Devant un HLM de Tiraspol, un modèle de bulletin de vote a été collé : rempli oui à la Russie, non à la Moldavie. Au pied des immeubles, Galina et Valentina, deux grands-mères ukrainiennes, énumèrent tout ce qu'elles ont reçu d' «aide humanitaire» de Moscou cette année : une bouteille d'huile, 2 kilos de farine, 2 kilos de sucre, 2 kilos de riz. Galina fond en larmes parce que sa retraite équivalente à 38 euros et son vieux passeport soviétique ne lui permettent pas d'aller rendre visite à sa famille en Russie. Puis se reprend : «Merci la Russie, merci, merci pour toute l'aide qu'elle nous apporte.»

Plus de 90 % des électeurs de Transnistrie devraient une nouvelle fois voté, dimanche, pour l'«indépendance» de leur république et pour son rattachement à la Russie, selon les résultats provisoires qui devaient être annoncés hier soir. Chiffres qu'aucune organisation internationale ne veut prendre au sérieux, la république de Transnistrie n'étant reconnue par aucun Etat au monde, pas même la Russie. Bien que cette «république» se trouve sur le territoire de la Moldavie et qu'un gros tiers de Moldaves y habitent (pour un tiers d'Ukrainiens et un tiers de Russes), aucune campagne en faveur du retour à la Moldavie n'a été tolérée par le régime, dirigé par d'ex-agents du KGB, les services secrets soviétiques, reconvertis en hommes d'affaires. Tiraspol et les autres villes de Transnistrie sont encore ornées de bustes de Lénine et de slogans de style soviétique proclamant «la gloire et la fierté» de la petite république. Ce qui n'a pas empêché ses dirigeants de s'enrichir dans l'import-export d'armes, de gaz, de pétrole, de sucre ou de poulets, qu'ils dédouanent à leur guise et réexportent vers l'Ukraine ou la Moldavie.

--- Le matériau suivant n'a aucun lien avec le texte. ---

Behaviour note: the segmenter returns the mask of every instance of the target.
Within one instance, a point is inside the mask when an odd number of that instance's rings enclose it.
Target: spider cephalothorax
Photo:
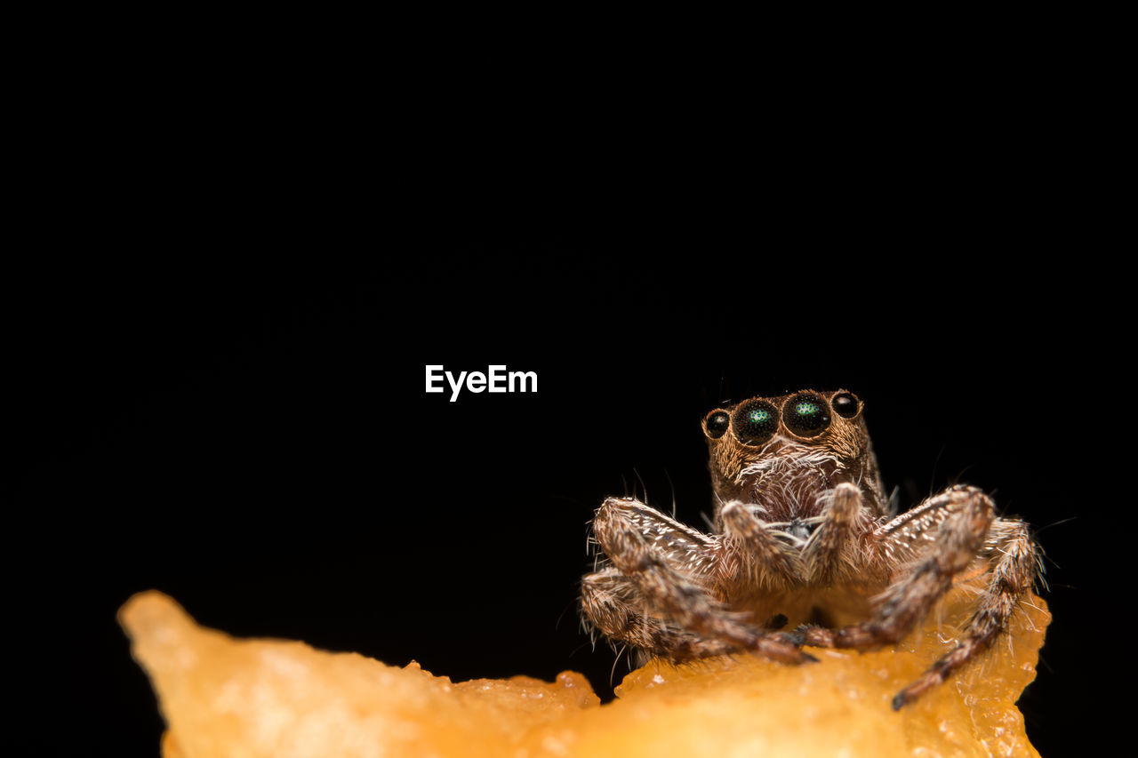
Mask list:
[[[802,662],[814,660],[803,643],[896,642],[954,580],[981,575],[957,645],[893,705],[942,682],[1006,631],[1039,552],[1026,525],[996,518],[974,487],[891,518],[861,412],[852,393],[802,390],[709,413],[715,533],[608,499],[593,522],[605,560],[583,580],[585,619],[677,661],[753,650]]]
[[[860,405],[851,393],[807,390],[709,413],[703,432],[711,450],[716,516],[723,504],[741,501],[759,506],[765,520],[801,522],[820,516],[842,483],[857,486],[865,505],[884,516]]]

Dans une sorte d'hôtel particulier chichement rénové, au centre de Tiraspol, Valeri Litskaï, «ministre des Affaires étrangères» de Transnistrie, reçoit avec la faconde d'un professionnel des services russes et assène : «La raison principale pour laquelle nous sommes pour la Russie, c'est le prix du gaz ! Qu'est-ce que fait l'Union européenne pour nous ? Elle nous dit : "Nous ne voulons pas de vous !" Pour nous, l'Europe c'est l'Antarctique !» Et que fait la Russie ? «Elle nous vend le gaz bon marché, elle nous a donné 100 000 passeports russes qui permettent à nos citoyens d'aller travailler à Moscou, continue le "ministre". Depuis 1990, la Russie nous a donné près de 1 milliard de dollars et elle promet de nous en donner autant encore à l'avenir.»

«De plus en plus marre de vivre dans ce ghetto»

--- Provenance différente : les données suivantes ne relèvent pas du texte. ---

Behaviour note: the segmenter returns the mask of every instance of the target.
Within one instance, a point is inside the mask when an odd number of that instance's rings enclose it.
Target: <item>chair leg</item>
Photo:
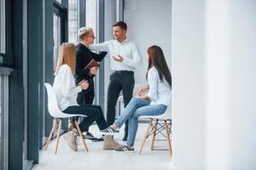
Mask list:
[[[156,121],[156,122],[154,126],[154,132],[153,132],[152,142],[151,142],[151,150],[154,150],[154,139],[155,139],[155,135],[156,135],[157,125],[158,125],[158,120]]]
[[[166,127],[166,139],[167,139],[168,148],[169,148],[169,150],[171,153],[171,156],[172,156],[172,144],[171,144],[170,135],[169,135],[169,128],[168,128],[166,121],[165,121],[165,127]]]
[[[51,140],[51,139],[52,139],[53,133],[54,133],[54,132],[55,132],[55,129],[56,129],[56,126],[57,126],[57,121],[55,119],[55,120],[54,120],[54,124],[53,124],[53,126],[52,126],[50,133],[49,133],[49,137],[48,137],[48,140],[47,140],[47,142],[46,142],[46,144],[45,144],[44,150],[47,150],[48,145],[49,145],[49,142],[50,142],[50,140]]]
[[[82,141],[82,144],[84,144],[85,150],[86,150],[86,151],[89,151],[88,147],[87,147],[86,143],[85,143],[84,139],[84,135],[83,135],[83,133],[82,133],[82,132],[81,132],[80,127],[79,127],[79,123],[78,123],[77,121],[75,121],[75,124],[76,124],[77,129],[78,129],[78,131],[79,131],[79,136],[80,136],[80,139],[81,139],[81,141]]]
[[[59,141],[60,141],[60,137],[61,137],[61,125],[62,125],[62,120],[60,120],[60,124],[59,124],[59,128],[58,128],[58,133],[57,133],[57,140],[56,140],[56,146],[55,146],[55,155],[57,154],[58,150],[58,145],[59,145]]]
[[[144,144],[145,144],[145,141],[146,141],[146,139],[148,138],[148,132],[150,130],[150,127],[151,127],[151,124],[152,124],[152,122],[150,122],[148,125],[148,128],[145,131],[145,133],[144,133],[144,137],[143,137],[143,143],[141,144],[141,148],[139,150],[139,154],[141,154],[143,149],[143,146],[144,146]]]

Ce référendum traduit pourtant la nervosité des autorités locales qui, depuis la «révolution orange» de 2004 à Kiev, sont encerclées par deux pays, l'Ukraine et la Moldavie, aspirant plutôt à l'Union européenne. «La vie est très dure pour les simples gens de Transnistrie et la majorité de la population en a de plus en plus marre de vivre dans ce ghetto», observe Ion Iovcev, directeur de l'école moldave de Tiraspol. Les documents de Transnistrie n'étant reconnus nulle part, les habitants doivent obtenir un passeport moldave, ukrainien ou russe, dont le prix peut atteindre 1 000 dollars en bakchich, pour sortir de leur enclave. «On n'en peut plus de vivre dans cette prison à ciel ouvert», soupire Serioja, Moldave de Tiraspol, parti travailler à Moscou comme maçon et revenu désillusionné : «J'ai failli mourir de faim en Russie. Là-bas, avec un passeport moldave, tu es traité comme le dernier des derniers.»

L'idéologue en chef de la république, l'ultranationaliste Dmitri Soïn, avoue qu'un malaise est perceptible. «Une partie de la bureaucratie est corrompue», admet cet ancien combattant. Pour remobiliser la jeunesse, il a fondé un mouvement, à l'effigie de Che Guevara, qui réchauffe les coeurs en brûlant régulièrement des drapeaux ou des effigies du président moldave. «Ce référendum doit donner des arguments à la Russie pour qu'elle nous aide plus encore», explique Dimitri Soïn, posant là la vraie question du jour : combien Moscou est-elle encore prête à payer pour garder ce petit îlot russophile au centre de l'Europe.